Thirty days here into the shelter-at-home directive here in the San Francisco Bay Area and like many, I miss travel. Our most popular family dinner topic is where we all want to go as soon as we can, and the popular options are a little more exploratory and adventurous than normal. As always, I go to books for inspiration. Here are some suggestions on the best ways to satisfy wanderlust with some great travel books.
One of my all-time favorite travel books, and perhaps the book that awakened my own love of travel, is Paul Theroux’s The Great Railway Bazaar. In this famous travelogue, Theroux recaps a 1973 four-month train trip across Europe, the Middle East, India, Southeast Asia and Russia. Truly a classic in travel literature, especially for someone who loves trains.

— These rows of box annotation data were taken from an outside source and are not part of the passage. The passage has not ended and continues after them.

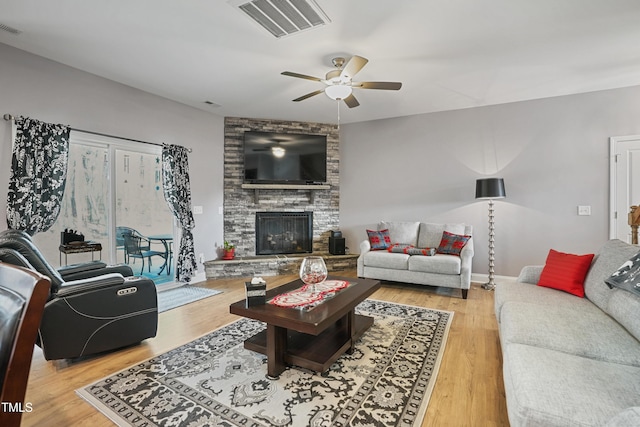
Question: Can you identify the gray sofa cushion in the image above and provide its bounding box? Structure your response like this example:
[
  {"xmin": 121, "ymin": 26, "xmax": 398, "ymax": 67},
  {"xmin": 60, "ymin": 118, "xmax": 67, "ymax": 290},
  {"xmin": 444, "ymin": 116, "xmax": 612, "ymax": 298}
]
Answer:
[
  {"xmin": 584, "ymin": 239, "xmax": 640, "ymax": 339},
  {"xmin": 378, "ymin": 221, "xmax": 420, "ymax": 246},
  {"xmin": 584, "ymin": 239, "xmax": 638, "ymax": 311},
  {"xmin": 494, "ymin": 280, "xmax": 580, "ymax": 323},
  {"xmin": 607, "ymin": 288, "xmax": 640, "ymax": 340},
  {"xmin": 409, "ymin": 255, "xmax": 460, "ymax": 274},
  {"xmin": 364, "ymin": 251, "xmax": 408, "ymax": 270},
  {"xmin": 500, "ymin": 297, "xmax": 640, "ymax": 367},
  {"xmin": 503, "ymin": 344, "xmax": 640, "ymax": 427},
  {"xmin": 606, "ymin": 406, "xmax": 640, "ymax": 427},
  {"xmin": 418, "ymin": 222, "xmax": 471, "ymax": 248}
]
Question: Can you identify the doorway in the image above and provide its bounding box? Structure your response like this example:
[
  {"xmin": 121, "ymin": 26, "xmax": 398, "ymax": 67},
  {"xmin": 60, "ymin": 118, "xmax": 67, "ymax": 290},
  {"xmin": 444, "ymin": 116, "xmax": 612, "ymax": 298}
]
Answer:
[
  {"xmin": 609, "ymin": 135, "xmax": 640, "ymax": 243},
  {"xmin": 34, "ymin": 131, "xmax": 175, "ymax": 287}
]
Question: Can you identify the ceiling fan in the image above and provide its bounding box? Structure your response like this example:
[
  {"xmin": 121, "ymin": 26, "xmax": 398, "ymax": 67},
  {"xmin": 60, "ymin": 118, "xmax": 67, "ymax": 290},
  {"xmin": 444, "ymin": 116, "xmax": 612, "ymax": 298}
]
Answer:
[{"xmin": 281, "ymin": 55, "xmax": 402, "ymax": 108}]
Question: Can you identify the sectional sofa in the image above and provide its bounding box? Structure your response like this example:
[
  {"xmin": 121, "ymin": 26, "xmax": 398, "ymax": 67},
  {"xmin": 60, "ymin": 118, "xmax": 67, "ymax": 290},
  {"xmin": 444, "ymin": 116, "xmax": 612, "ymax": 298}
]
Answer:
[
  {"xmin": 357, "ymin": 221, "xmax": 473, "ymax": 299},
  {"xmin": 495, "ymin": 240, "xmax": 640, "ymax": 427}
]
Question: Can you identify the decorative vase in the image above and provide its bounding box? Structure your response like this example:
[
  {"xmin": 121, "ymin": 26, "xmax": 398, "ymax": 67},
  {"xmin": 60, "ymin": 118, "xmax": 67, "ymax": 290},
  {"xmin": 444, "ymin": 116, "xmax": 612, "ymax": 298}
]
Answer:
[
  {"xmin": 300, "ymin": 256, "xmax": 328, "ymax": 293},
  {"xmin": 222, "ymin": 248, "xmax": 236, "ymax": 260}
]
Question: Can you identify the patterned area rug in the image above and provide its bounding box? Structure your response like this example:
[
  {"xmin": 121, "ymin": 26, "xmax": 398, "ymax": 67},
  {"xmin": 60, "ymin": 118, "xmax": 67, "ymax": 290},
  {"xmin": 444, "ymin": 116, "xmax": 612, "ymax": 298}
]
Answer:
[
  {"xmin": 158, "ymin": 285, "xmax": 222, "ymax": 313},
  {"xmin": 76, "ymin": 300, "xmax": 453, "ymax": 427}
]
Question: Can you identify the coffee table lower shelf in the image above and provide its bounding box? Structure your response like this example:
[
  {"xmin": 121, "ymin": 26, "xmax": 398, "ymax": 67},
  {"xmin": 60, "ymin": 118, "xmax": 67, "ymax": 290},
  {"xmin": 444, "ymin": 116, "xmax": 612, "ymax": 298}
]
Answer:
[{"xmin": 244, "ymin": 314, "xmax": 373, "ymax": 372}]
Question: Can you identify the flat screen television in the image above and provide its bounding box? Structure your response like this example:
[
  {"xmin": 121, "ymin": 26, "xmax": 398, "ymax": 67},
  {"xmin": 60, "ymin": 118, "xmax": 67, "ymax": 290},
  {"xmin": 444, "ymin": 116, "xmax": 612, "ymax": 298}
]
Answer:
[{"xmin": 244, "ymin": 131, "xmax": 327, "ymax": 184}]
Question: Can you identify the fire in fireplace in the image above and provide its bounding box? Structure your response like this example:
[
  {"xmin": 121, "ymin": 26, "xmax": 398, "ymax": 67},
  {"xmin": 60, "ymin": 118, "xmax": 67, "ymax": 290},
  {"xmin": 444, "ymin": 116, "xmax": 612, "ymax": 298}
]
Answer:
[{"xmin": 256, "ymin": 212, "xmax": 313, "ymax": 255}]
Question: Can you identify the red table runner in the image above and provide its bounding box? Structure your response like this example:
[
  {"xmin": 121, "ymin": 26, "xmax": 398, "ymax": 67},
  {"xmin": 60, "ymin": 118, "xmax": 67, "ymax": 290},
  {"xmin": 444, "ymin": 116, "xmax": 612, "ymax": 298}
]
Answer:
[{"xmin": 269, "ymin": 280, "xmax": 350, "ymax": 310}]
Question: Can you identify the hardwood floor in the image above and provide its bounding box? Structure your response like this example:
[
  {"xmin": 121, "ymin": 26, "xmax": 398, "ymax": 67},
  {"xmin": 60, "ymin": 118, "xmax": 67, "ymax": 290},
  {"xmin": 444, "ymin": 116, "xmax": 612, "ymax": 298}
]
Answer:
[{"xmin": 22, "ymin": 271, "xmax": 509, "ymax": 427}]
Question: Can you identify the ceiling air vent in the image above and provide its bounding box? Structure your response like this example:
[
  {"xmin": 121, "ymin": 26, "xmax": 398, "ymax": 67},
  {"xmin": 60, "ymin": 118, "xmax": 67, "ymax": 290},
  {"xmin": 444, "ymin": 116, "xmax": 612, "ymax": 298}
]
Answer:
[
  {"xmin": 229, "ymin": 0, "xmax": 331, "ymax": 38},
  {"xmin": 0, "ymin": 22, "xmax": 22, "ymax": 36}
]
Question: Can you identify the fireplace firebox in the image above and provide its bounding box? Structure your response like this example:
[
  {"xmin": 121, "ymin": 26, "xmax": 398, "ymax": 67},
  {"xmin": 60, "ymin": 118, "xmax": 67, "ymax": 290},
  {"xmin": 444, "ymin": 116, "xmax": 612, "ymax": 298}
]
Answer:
[{"xmin": 256, "ymin": 212, "xmax": 313, "ymax": 255}]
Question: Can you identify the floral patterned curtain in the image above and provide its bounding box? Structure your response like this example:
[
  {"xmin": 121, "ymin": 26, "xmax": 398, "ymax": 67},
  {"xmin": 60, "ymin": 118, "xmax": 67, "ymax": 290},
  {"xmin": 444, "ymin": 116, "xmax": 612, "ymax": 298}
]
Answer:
[
  {"xmin": 162, "ymin": 145, "xmax": 198, "ymax": 282},
  {"xmin": 7, "ymin": 117, "xmax": 71, "ymax": 236}
]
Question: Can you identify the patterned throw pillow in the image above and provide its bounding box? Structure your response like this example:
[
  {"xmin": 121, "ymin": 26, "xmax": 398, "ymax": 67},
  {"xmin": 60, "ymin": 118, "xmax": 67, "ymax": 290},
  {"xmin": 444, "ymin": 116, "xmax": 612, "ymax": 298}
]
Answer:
[
  {"xmin": 367, "ymin": 229, "xmax": 391, "ymax": 251},
  {"xmin": 387, "ymin": 243, "xmax": 436, "ymax": 256},
  {"xmin": 605, "ymin": 252, "xmax": 640, "ymax": 296},
  {"xmin": 436, "ymin": 231, "xmax": 471, "ymax": 256}
]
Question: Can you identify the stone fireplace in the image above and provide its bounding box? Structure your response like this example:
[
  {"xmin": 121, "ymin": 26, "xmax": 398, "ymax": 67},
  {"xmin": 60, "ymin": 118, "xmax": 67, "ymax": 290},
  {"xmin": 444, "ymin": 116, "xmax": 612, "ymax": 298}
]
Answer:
[
  {"xmin": 223, "ymin": 117, "xmax": 340, "ymax": 259},
  {"xmin": 204, "ymin": 117, "xmax": 357, "ymax": 278},
  {"xmin": 256, "ymin": 212, "xmax": 313, "ymax": 255}
]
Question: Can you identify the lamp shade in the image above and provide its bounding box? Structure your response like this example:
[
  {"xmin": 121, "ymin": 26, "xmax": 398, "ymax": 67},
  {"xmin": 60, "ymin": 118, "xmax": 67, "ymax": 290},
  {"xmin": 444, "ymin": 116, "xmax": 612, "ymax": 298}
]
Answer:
[{"xmin": 476, "ymin": 178, "xmax": 507, "ymax": 199}]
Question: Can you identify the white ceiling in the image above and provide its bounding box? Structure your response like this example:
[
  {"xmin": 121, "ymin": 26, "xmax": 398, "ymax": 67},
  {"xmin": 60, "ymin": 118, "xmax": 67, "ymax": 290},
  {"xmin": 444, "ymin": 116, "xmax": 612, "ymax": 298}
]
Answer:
[{"xmin": 0, "ymin": 0, "xmax": 640, "ymax": 123}]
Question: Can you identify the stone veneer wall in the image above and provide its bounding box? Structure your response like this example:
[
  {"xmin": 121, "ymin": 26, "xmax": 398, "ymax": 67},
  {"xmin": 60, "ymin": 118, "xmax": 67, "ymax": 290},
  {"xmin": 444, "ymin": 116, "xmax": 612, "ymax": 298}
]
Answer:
[{"xmin": 224, "ymin": 117, "xmax": 340, "ymax": 258}]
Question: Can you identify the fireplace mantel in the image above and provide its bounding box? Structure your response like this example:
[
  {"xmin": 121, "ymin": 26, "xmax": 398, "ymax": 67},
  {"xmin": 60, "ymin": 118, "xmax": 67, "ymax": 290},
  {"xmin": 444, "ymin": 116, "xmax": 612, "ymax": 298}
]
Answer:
[
  {"xmin": 223, "ymin": 117, "xmax": 340, "ymax": 260},
  {"xmin": 241, "ymin": 184, "xmax": 331, "ymax": 204}
]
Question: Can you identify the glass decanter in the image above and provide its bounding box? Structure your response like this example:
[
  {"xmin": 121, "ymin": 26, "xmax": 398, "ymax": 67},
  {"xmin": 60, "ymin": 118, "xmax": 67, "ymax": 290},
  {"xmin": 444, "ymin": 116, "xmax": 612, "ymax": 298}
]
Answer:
[{"xmin": 300, "ymin": 256, "xmax": 328, "ymax": 293}]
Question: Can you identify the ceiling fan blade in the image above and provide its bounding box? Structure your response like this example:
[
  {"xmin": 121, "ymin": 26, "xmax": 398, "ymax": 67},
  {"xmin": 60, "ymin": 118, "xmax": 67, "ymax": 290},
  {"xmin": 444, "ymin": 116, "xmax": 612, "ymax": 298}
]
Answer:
[
  {"xmin": 344, "ymin": 94, "xmax": 360, "ymax": 108},
  {"xmin": 340, "ymin": 55, "xmax": 369, "ymax": 81},
  {"xmin": 280, "ymin": 71, "xmax": 322, "ymax": 82},
  {"xmin": 351, "ymin": 82, "xmax": 402, "ymax": 90},
  {"xmin": 293, "ymin": 89, "xmax": 324, "ymax": 102}
]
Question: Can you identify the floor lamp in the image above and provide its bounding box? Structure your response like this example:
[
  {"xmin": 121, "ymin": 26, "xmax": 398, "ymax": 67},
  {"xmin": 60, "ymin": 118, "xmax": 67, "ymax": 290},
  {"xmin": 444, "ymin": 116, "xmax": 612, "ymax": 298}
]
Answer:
[{"xmin": 476, "ymin": 178, "xmax": 506, "ymax": 290}]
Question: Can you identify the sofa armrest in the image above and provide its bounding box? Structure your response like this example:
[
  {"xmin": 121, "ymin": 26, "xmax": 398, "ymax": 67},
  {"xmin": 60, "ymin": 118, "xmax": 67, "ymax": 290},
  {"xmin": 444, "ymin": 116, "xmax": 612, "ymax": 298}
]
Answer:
[
  {"xmin": 356, "ymin": 240, "xmax": 371, "ymax": 277},
  {"xmin": 55, "ymin": 273, "xmax": 125, "ymax": 298},
  {"xmin": 460, "ymin": 237, "xmax": 474, "ymax": 289},
  {"xmin": 517, "ymin": 265, "xmax": 544, "ymax": 285},
  {"xmin": 58, "ymin": 261, "xmax": 107, "ymax": 280}
]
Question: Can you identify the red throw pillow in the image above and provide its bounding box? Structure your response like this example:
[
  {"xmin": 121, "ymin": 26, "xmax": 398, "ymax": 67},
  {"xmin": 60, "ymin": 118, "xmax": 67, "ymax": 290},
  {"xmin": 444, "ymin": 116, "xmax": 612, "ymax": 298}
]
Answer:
[
  {"xmin": 436, "ymin": 231, "xmax": 471, "ymax": 256},
  {"xmin": 367, "ymin": 228, "xmax": 391, "ymax": 251},
  {"xmin": 538, "ymin": 249, "xmax": 594, "ymax": 298}
]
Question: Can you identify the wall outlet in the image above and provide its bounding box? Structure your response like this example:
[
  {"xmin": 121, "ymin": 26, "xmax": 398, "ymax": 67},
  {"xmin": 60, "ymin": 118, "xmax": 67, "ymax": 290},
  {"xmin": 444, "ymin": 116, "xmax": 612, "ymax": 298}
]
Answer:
[{"xmin": 578, "ymin": 206, "xmax": 591, "ymax": 216}]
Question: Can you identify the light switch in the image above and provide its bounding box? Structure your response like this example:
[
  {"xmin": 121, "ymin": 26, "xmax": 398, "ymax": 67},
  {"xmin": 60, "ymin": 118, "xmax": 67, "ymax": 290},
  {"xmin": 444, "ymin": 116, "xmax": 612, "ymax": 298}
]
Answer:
[{"xmin": 578, "ymin": 206, "xmax": 591, "ymax": 216}]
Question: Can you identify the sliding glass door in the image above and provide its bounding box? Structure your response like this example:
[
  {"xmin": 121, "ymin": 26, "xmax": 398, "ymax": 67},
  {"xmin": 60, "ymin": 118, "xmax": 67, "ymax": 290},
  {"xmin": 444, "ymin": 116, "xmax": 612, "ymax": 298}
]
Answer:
[
  {"xmin": 34, "ymin": 132, "xmax": 174, "ymax": 285},
  {"xmin": 114, "ymin": 147, "xmax": 174, "ymax": 284}
]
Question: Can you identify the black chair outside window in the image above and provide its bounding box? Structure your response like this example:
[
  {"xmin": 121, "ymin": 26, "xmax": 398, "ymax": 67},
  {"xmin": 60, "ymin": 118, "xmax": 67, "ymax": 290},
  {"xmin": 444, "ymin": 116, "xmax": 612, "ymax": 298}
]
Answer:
[{"xmin": 123, "ymin": 233, "xmax": 166, "ymax": 274}]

Fans of travel fiction will love Yann Martel's popular 2001 novel, The Life of Pi; the tale of a 16-year-old Indian kid and a 450-pound Bengal tiger together in a lifeboat while lost at sea. The movie is very good too but seriously, start with the book first!
Those looking for true exploration and adventure will love The Worst Journey in the World, the tragic story of the Robert Falcon Scott 1910-1913 expedition to Antarctica. The book is renowned for the honest depiction of the extreme challenges faced.
In these dark and uncertain times, a little sense of humor goes a long way, and in travel writing that means Bill Bryson. We like all his work and recommend In a Sunburned Country, his funny review of his visit down under. Australia is an enormous and truly unique place, and there is no one better than Bill Bryson to explain its wonders.
Finally, if you are looking to encourage your children’s desire to explore, I recommend the beloved Dr. Seuss lyric classic, Oh, the Places You’ll Go. The story carries a meaningful message about embracing new adventures and the fun of trying new things.
In the words of the ancient Chinese philosopher Lao Tzu, “Life is a series of natural and spontaneous changes. Don’t resist them; that only creates sorrow. Let reality be reality. Let things flow naturally forward in whatever way they like.” The opportunity to travel will come back someday, so for now please stay safe.